The following comes from a January 22 story in the Sacramento Bee.

More medical professionals, including nurses and midwives, would be permitted to perform certain early abortions under a new bill unveiled on Tuesday.

In a press conference at the Capitol that served both to introduce the bill and to mark the 40-year anniversary of the Supreme Court’s landmark Roe v. Wade decision, lawmakers and women’s health advocates said the measure is necessary for women in communities without abortion providers.

They cited a statistic that 52 percent of California counties do not contain a provider, other than hospitals, which often have only limited services.

“California will not go back. We are going to go forward,” Sen. Hannah-Beth Jackson, D-Santa Barbara, said. “And we are doing that by making sure that reproductive healthcare, that abortion services are available to every woman, to make sure that we all have access, whether we live in rural areas or urban centers, whether or not we are able to afford the procedure or whether we require assistance.”

Assembly Bill 154, authored by Assemblywoman Toni Atkins, D-San Diego, would revive last year’s push to expand abortion access by allowing nurse practitioners to perform non-surgical early abortions.

[CCD editor: Atkins joined assembly speaker John Perez in a January 7 prayer service at Sacramento’s Blessed Sacrament cathedral hosted by Bishop Jaime Soto. According to witnesses, Atkins sat next to Perez in the front pew, while Bishop Soto greeted Perez personally. Atkins was famous in San Diego as the manager of Womancare abortion clinic.]

Gov. Jerry Brown ultimately signed a diluted version of the bill that allowed only non-doctor clinicians trained through a specific pilot program to perform the procedure. The bill extended that program, which is jointly administered by the Office of Statewide Health Planning and Development and the University of California, San Francisco, until Jan. 1, 2014.

The California Nurses Association opposed the initial version of last year’s bill, saying it would be premature to expand beyond a pilot program before researchers at the University of California, San Francisco completed a multiyear study.
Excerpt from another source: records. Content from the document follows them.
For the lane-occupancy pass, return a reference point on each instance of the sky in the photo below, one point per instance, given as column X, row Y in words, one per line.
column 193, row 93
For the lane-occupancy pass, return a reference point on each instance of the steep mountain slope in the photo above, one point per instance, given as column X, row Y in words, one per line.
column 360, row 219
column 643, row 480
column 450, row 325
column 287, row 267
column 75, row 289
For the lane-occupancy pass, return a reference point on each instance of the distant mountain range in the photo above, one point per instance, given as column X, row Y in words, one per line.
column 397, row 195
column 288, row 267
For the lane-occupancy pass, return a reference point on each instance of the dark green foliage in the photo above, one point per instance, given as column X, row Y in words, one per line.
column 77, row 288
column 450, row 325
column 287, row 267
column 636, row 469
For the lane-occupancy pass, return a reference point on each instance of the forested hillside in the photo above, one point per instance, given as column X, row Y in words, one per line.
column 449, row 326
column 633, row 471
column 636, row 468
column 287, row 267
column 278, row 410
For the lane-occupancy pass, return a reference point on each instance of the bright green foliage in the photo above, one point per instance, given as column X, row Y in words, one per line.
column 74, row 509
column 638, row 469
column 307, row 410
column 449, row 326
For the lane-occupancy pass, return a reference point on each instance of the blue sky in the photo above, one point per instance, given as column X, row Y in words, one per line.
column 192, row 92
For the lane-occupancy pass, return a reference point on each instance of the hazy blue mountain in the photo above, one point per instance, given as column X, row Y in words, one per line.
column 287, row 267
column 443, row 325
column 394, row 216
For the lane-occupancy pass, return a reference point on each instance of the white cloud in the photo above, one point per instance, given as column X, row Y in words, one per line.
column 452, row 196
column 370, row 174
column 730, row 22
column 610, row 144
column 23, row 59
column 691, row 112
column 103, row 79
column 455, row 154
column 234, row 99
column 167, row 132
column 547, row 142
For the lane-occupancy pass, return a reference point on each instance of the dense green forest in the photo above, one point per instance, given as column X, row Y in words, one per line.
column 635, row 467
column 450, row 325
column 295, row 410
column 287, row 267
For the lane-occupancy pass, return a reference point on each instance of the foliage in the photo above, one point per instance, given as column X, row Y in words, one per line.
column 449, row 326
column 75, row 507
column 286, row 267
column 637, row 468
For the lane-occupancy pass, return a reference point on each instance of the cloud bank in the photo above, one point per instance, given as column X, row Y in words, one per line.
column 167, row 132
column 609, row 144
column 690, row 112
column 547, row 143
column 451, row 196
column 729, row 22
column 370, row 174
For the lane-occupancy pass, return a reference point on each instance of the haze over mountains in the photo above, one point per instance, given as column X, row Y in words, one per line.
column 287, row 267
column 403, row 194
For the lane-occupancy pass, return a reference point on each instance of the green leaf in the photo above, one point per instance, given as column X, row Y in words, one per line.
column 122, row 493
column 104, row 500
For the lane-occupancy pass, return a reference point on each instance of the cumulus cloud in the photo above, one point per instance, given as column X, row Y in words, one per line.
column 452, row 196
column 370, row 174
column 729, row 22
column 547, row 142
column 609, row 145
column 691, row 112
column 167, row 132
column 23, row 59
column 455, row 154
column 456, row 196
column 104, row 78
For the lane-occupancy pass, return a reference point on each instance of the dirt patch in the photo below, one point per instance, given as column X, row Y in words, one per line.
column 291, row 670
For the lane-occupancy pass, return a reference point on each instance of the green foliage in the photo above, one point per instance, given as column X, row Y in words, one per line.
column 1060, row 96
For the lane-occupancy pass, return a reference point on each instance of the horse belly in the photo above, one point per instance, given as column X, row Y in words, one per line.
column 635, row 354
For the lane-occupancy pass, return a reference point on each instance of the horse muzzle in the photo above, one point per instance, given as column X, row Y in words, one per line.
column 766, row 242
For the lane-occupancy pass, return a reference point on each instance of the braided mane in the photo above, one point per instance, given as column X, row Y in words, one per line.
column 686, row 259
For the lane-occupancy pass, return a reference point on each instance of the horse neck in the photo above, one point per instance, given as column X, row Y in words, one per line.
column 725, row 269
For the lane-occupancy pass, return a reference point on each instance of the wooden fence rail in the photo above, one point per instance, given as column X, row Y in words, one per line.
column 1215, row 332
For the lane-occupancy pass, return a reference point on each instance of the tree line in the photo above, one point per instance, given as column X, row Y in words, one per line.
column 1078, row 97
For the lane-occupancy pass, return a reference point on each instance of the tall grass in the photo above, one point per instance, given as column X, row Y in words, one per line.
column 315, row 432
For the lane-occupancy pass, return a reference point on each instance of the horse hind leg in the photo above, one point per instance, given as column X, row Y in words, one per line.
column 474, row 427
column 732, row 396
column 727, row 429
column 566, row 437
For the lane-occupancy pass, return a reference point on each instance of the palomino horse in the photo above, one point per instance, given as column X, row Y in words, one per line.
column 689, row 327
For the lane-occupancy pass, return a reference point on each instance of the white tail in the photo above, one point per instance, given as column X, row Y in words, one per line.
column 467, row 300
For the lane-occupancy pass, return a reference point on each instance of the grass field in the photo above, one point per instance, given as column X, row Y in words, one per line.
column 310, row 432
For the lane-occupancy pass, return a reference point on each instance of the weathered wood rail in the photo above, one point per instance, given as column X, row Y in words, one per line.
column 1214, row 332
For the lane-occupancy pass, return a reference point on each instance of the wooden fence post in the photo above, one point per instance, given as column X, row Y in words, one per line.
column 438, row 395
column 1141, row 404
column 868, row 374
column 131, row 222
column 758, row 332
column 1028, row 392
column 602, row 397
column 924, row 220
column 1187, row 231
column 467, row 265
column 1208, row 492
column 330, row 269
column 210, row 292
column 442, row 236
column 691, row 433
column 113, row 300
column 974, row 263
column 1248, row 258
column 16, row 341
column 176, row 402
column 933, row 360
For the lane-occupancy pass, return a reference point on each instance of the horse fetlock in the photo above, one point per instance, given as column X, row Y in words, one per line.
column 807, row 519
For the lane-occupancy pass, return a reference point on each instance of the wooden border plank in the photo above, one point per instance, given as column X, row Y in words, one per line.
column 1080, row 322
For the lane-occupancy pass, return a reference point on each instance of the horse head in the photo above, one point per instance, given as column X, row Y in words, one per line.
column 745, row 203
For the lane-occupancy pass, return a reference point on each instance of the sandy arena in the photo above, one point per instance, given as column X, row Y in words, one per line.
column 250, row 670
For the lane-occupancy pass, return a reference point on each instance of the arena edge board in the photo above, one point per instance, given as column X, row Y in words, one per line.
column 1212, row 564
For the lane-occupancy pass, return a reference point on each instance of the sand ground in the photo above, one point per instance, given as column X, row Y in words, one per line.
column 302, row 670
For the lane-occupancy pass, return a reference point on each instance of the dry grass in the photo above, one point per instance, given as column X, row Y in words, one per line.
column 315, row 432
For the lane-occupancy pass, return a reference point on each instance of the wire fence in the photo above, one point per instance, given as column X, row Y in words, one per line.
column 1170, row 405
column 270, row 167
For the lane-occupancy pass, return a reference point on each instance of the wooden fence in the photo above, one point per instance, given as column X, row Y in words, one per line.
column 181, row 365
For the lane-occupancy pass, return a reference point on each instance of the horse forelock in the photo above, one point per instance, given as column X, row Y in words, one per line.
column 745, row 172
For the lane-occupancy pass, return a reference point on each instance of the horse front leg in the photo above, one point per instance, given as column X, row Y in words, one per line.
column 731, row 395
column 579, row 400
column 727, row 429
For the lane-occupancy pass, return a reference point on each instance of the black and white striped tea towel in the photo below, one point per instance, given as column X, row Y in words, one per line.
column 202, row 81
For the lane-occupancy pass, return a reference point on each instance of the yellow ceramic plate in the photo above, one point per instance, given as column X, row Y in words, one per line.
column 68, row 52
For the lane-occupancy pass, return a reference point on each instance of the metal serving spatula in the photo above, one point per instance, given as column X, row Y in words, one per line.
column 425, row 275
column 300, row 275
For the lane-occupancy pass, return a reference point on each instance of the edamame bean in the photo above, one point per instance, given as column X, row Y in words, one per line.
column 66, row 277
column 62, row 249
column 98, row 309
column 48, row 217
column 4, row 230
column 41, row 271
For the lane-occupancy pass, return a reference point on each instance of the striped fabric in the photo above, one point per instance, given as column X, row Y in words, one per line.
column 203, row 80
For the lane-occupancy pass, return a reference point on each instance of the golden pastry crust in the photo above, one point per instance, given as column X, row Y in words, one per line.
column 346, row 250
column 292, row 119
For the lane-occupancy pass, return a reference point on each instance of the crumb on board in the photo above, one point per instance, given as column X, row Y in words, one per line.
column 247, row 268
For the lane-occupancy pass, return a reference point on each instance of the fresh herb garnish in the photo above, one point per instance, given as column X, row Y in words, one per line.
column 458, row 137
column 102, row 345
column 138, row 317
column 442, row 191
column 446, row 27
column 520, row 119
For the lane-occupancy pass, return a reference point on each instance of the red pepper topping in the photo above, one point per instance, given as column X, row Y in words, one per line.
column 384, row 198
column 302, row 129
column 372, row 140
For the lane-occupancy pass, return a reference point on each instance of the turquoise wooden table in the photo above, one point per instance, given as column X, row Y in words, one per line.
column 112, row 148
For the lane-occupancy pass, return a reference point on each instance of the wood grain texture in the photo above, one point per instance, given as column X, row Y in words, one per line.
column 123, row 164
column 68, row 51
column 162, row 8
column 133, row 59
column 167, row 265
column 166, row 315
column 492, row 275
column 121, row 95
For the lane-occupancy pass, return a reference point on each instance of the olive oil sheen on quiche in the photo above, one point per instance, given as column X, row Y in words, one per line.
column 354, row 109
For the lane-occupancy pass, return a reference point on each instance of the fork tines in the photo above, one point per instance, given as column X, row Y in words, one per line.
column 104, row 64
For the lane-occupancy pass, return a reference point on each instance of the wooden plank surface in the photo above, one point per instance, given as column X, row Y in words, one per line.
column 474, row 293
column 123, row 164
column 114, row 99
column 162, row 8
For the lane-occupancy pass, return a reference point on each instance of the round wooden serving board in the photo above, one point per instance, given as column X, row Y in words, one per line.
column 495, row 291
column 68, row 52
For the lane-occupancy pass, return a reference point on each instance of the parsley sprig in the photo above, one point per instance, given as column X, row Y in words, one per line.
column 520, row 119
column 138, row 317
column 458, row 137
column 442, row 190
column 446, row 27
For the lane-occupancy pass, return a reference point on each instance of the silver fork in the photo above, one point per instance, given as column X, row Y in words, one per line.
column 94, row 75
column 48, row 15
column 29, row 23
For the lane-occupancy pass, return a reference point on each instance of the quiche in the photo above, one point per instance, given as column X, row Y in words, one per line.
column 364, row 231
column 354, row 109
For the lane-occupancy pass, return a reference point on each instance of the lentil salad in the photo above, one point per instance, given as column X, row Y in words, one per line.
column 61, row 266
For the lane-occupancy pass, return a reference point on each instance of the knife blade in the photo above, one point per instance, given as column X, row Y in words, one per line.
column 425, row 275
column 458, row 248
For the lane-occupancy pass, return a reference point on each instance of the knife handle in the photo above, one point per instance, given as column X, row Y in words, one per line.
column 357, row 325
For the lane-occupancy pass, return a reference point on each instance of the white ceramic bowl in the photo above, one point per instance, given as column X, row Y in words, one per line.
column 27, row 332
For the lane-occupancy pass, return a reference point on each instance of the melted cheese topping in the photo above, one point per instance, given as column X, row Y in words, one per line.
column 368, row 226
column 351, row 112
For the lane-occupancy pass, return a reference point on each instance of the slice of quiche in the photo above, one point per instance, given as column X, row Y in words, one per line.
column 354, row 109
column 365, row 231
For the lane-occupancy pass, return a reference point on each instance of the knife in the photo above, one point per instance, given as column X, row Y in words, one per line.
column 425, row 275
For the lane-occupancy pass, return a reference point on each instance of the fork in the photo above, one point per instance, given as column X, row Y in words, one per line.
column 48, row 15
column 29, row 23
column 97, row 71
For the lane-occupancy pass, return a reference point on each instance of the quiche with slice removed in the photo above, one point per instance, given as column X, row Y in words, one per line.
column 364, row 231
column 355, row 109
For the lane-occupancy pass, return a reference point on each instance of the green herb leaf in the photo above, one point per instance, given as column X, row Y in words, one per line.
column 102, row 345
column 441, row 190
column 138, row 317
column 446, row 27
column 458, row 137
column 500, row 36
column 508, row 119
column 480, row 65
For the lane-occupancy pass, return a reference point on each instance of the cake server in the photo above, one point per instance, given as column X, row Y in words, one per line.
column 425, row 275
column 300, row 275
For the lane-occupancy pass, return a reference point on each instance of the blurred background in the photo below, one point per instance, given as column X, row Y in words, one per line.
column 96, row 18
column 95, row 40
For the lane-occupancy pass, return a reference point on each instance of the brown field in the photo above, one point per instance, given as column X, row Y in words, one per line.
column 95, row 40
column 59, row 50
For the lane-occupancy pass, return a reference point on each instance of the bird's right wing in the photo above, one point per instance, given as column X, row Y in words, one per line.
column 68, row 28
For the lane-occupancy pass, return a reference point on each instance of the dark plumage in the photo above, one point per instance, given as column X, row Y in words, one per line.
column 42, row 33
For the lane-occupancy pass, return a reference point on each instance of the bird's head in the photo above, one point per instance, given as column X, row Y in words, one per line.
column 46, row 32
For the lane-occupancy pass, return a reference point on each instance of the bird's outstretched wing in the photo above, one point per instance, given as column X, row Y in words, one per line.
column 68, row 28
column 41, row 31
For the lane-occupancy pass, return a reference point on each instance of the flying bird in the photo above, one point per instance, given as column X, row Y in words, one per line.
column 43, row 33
The organization also had concerns about providing proper training and ensuring that the bill provided for an early first-trimester technique.

That landscape has changed now that U.C. San Francisco has completed its study and seen the results published in the American Journal of Public Health, Amy Everitt, state director of NARAL Pro-Choice America, said at the rally. The study concluded that trained nurse practitioners, physician assistants and certified nurse midwives could safely perform early abortions.

The California Nurses Association is pleased that the study has been completed, but is still developing its position on the bill, said Bonnie Castillo, government relations director. She said the organization has already held “productive” meetings with the bill’s sponsors aimed at clarifying some of the bill’s language.

“We anticipate that’s going to be achievable, but right now we believe that it’s just a process,” Castillo said.